Providing information to the NSW Environment Protection Authority (NSW EPA) is a common task for many corporations who hold an environment protection licence (EPL). That information can come from various sources within your organisation, and you won't (and can't) be the expert in all of them.

The recent decision in Environment Protection Authority v Davis [2019] NSWLEC 79 is a reminder that directors and others concerned in the management of corporations need to exercise care and diligence to ensure that false or misleading information is not provided to the NSW EPA. Those who do not do so risk prosecution, even if they are not aware that false or misleading information has been provided.

Mr Davis, the general manager of an abattoir, was convicted of five offences under section 66(2) of the Protection of the Environment Operations Act 1997 (POEO Act), for the provision by his employer of false and misleading information to the NSW EPA in contravention of its EPL. He was ordered to pay more than $50,000 in fines and legal costs.

Mr Davis was prosecuted despite there being no evidence that he created any of the false information the subject of the charges against him and despite admissions by one of his former colleagues that they created and submitted some of the false information. Although the court acknowledged that there was no evidence that Mr Davis was aware that false information was being supplied to the NSW EPA on any occasion, he was found to have committed the offences because of his status as 'a person concerned in the management' of the corporation pursuant to the special executive liability regime in Part 5.9 of the POEO Act.

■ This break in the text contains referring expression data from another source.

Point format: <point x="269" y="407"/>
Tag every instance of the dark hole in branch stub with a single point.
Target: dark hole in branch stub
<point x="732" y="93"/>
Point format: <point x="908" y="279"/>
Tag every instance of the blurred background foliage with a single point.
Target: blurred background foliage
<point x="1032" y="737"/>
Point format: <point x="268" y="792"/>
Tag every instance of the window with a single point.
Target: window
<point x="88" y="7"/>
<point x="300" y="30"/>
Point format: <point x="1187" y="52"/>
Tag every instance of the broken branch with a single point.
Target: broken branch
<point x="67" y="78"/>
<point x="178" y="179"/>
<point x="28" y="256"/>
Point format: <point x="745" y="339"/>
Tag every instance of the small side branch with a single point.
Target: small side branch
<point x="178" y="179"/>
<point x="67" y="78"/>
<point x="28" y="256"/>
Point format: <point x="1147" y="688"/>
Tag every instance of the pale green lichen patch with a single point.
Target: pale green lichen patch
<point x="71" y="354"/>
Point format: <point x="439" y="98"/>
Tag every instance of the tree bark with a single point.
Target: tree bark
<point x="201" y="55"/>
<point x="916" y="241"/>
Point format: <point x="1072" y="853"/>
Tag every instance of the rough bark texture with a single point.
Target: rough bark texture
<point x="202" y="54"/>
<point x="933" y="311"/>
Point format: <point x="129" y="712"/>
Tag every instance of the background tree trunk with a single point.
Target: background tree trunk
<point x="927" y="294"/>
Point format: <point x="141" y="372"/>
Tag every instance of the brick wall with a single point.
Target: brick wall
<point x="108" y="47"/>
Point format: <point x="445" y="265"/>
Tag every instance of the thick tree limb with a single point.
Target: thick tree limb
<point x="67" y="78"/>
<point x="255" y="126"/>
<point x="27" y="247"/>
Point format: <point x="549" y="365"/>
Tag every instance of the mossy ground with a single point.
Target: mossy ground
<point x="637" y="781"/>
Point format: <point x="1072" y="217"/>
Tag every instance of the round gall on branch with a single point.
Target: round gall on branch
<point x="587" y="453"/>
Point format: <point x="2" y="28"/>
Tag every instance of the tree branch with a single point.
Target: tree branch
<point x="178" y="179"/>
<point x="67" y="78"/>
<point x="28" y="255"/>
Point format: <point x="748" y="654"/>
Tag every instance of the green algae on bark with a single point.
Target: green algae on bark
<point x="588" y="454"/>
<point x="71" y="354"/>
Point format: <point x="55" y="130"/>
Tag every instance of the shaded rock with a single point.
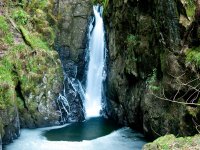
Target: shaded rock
<point x="145" y="39"/>
<point x="170" y="142"/>
<point x="72" y="31"/>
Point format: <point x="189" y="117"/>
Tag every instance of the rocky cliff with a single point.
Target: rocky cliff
<point x="156" y="45"/>
<point x="30" y="71"/>
<point x="71" y="43"/>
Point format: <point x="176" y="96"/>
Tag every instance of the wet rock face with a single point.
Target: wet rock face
<point x="72" y="30"/>
<point x="11" y="122"/>
<point x="145" y="38"/>
<point x="71" y="42"/>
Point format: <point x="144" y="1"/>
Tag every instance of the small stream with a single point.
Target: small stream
<point x="92" y="134"/>
<point x="95" y="133"/>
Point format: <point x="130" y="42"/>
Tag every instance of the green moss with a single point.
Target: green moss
<point x="3" y="24"/>
<point x="4" y="27"/>
<point x="33" y="40"/>
<point x="170" y="142"/>
<point x="20" y="16"/>
<point x="7" y="85"/>
<point x="190" y="7"/>
<point x="193" y="57"/>
<point x="104" y="3"/>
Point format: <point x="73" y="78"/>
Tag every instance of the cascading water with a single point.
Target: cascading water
<point x="95" y="73"/>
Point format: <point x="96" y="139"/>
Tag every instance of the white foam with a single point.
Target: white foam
<point x="122" y="139"/>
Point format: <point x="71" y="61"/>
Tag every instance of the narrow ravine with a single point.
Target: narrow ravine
<point x="95" y="73"/>
<point x="95" y="132"/>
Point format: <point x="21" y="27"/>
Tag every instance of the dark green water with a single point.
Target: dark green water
<point x="87" y="130"/>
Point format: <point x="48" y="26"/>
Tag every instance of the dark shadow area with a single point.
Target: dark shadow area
<point x="79" y="131"/>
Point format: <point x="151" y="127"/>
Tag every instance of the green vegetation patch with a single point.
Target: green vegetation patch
<point x="190" y="7"/>
<point x="170" y="142"/>
<point x="33" y="40"/>
<point x="20" y="16"/>
<point x="130" y="59"/>
<point x="5" y="35"/>
<point x="193" y="57"/>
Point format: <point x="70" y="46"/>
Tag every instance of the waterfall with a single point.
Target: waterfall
<point x="95" y="71"/>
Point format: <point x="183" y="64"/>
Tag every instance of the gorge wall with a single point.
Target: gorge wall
<point x="153" y="71"/>
<point x="31" y="73"/>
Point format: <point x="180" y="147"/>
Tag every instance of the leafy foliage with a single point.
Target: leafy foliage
<point x="130" y="59"/>
<point x="152" y="81"/>
<point x="20" y="16"/>
<point x="193" y="57"/>
<point x="4" y="28"/>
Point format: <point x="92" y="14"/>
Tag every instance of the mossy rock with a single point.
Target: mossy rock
<point x="170" y="142"/>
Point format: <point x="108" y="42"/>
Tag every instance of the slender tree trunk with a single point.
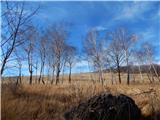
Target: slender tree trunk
<point x="53" y="75"/>
<point x="139" y="67"/>
<point x="128" y="75"/>
<point x="119" y="73"/>
<point x="111" y="73"/>
<point x="58" y="72"/>
<point x="57" y="76"/>
<point x="155" y="71"/>
<point x="70" y="74"/>
<point x="30" y="79"/>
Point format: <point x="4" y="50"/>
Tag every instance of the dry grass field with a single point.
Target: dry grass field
<point x="49" y="102"/>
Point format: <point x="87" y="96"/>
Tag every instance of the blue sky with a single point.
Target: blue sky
<point x="142" y="18"/>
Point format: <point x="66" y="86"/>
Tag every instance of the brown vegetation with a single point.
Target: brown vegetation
<point x="40" y="102"/>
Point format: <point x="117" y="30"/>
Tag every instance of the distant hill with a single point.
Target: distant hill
<point x="135" y="69"/>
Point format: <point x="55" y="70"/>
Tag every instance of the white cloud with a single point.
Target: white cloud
<point x="133" y="10"/>
<point x="100" y="28"/>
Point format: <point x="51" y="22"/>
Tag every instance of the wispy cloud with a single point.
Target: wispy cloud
<point x="133" y="10"/>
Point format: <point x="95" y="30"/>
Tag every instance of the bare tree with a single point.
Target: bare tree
<point x="115" y="50"/>
<point x="29" y="49"/>
<point x="58" y="36"/>
<point x="139" y="60"/>
<point x="42" y="53"/>
<point x="70" y="58"/>
<point x="94" y="51"/>
<point x="148" y="50"/>
<point x="14" y="21"/>
<point x="127" y="41"/>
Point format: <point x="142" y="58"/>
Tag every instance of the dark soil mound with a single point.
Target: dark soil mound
<point x="105" y="107"/>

How the false and misleading information got to the NSW EPA

Wollondilly Abattoirs Pty Ltd is the occupier of a licensed abattoir premises at which "scheduled activities" under the POEO Act (that is, activities which need an EPL) are carried out. Those activities involve the slaughter and processing of animals, which result in the discharge of contaminated wastewater.

Wollondilly's EPL requires it to perform periodic effluent water and soil sampling and to have that sampling analysed by an accredited laboratory for specified pollutants. The conditions of the EPL also require the results to be published in quarterly reports and provided to the NSW EPA.

Mr Davis, as general manager, was responsible for the general running of the abattoir, overseeing and running the plant, authorising payments and overseeing all staff.

In 2017, one of Mr Davis's colleagues, an office manager, submitted four quarterly reports to the NSW EPA on behalf of Wollondilly, but in Mr Davis' name. Each of those reports attached a fabricated certificate of analysis, purporting to have been issued by an accredited laboratory.

In November 2017, the office manager submitted an annual return which contained further false information, including fabricated monitoring and sampling data.

The NSW EPA subsequently became aware that the accredited laboratory who had purportedly prepared the certificates had not done so, and had not conducted any business with the abattoir for approximately 18 months.

In a failed attempt to alleviate the NSW EPA's suspicions and to cover up the fact that samples were not analysed as required by the EPL, Wollondilly provided the NSW EPA with falsified invoices and doctored bank records purporting to show payments for the analysis which it claimed had been carried out by the accredited laboratory. This supply of information to the NSW EPA was not the subject of a charge against Mr Davis (but was against Wollondilly).

Repercussions for Mr Davis

Mr Davis was prosecuted and sentenced despite there being no evidence that he created, submitted or even knew of the creation or submission of any of the false information, and despite admissions by the former office manager that he created and submitted some of the false information.

It had also been acknowledged that Mr Davis was overworked, had an unsustainable job, and did not have the technical capabilities required to edit and doctor documentation.

He was nevertheless found to have committed the offences because of his status as "a person concerned in the management" of the corporation pursuant to the special executive liability regime in Part 5.9 of the POEO Act. Being in a position to influence the conduct of the corporation in relation to the contraventions, his culpability arose from his failure to exercise due diligence in managing the process for complying with the EPL.

Some key take-home lessons for executives of corporations who deal with the NSW EPA

There has been a lot of discussion recently about the breadth of various directors' duties and the need to scrutinise information at the senior executive or Board level, a point recently emphasised by both the Financial Services Royal Commission and the ASX Corporate Governance Principles and Recommendations.

Although there has been a lot of progress in recent years in harmonising the laws imposing liability on directors and managers across Australia, the NSW executive liability laws are among the toughest in the country.

Environment Protection Authority v Davis serves as a powerful reminder to those concerned in the management of a corporation that they must, if they are in a position to influence the conduct of the corporation in relation to compliance with an EPL:

  • ensure they have a good understanding of the EPL and its conditions; and
  • exercise all due diligence to prevent a contravention of the EPL.

Lack of knowledge is not a defence.

Directors and managers who have responsibility for maintaining regulatory compliance with an EPL should, among other things:

  • take appropriate steps to satisfy themselves of the accuracy of any information to be provided to the NSW EPA in connection with an EPL before that information is provided;
  • have the corporation's EPL compliance processes and systems periodically audited to ensure that they are effective and adequate; and
  • ensure that staff involved in administering an EPL are appropriately trained and supervised.